On what you've told us, I'd be asking for a more intensive type of therapy such as psychodynamic psychotherapy. They're unlikely to refer you for that until you're stable though.

In the kindest way, you seem to lack awareness around your condition and how it affects you. You say you didn't have a traumatic childhood, then you describe an alcoholic mother with mental illness. That is traumatic. You don't feel you have bipolar, but then you describe multiple symptoms of bipolar (highs and lows, impulsiveness, irritability).

It's OK to lack awareness, these are relatively new things to you. But you could do with some support in identifying these things, that might in turn help you identify triggers, things to avoid and other ways to help you keep well.

BippityBoppity87 · 29/11/2019 22:19

@MrsMaiselsMuff I’ve never heard of those types of therapy, but it does sound like it could be beneficial. Thank you, I’ll ask about it at my next appointment with my cpn.

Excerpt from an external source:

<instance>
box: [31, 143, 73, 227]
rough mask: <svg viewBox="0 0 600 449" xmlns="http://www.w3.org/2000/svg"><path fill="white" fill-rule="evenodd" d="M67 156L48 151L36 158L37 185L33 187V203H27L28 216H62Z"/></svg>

With the trauma thing, I suppose you’re right. It’s sometning I was used to and never really questioned it, but I have a child myself now and I wouldn’t dream of doing anything like that in front of him. Even though I loved my mum a lot, I can understand from an outsiders point of view where you are coming from.

I was only diagnosed in January, so maybe it’s natural to question it, maybe I’m in denial who knows. It got a lot worse before it got better that’s for sure! And part of me (and I know I shouldn’t care about other people’s opinions who aren’t professionals) but long story short I was part of a small group on Facebook, I think about 10 of us in total, and a few of them treated me horribly.

When I was at my worst (it was a bad episode. I went up and down in quick succession) and needed support, I was told that I was attention seeking and self centred and if I really had a bipolar disorder I wouldn’t be acting the way that I was. I’ve since left the group as I realised they were toxic, but it’s always stuck in my mind and made me question that it’s me that’s the problem, not the disorder. I’ve probably put that terribly, sorry if that doesn’t make any sense.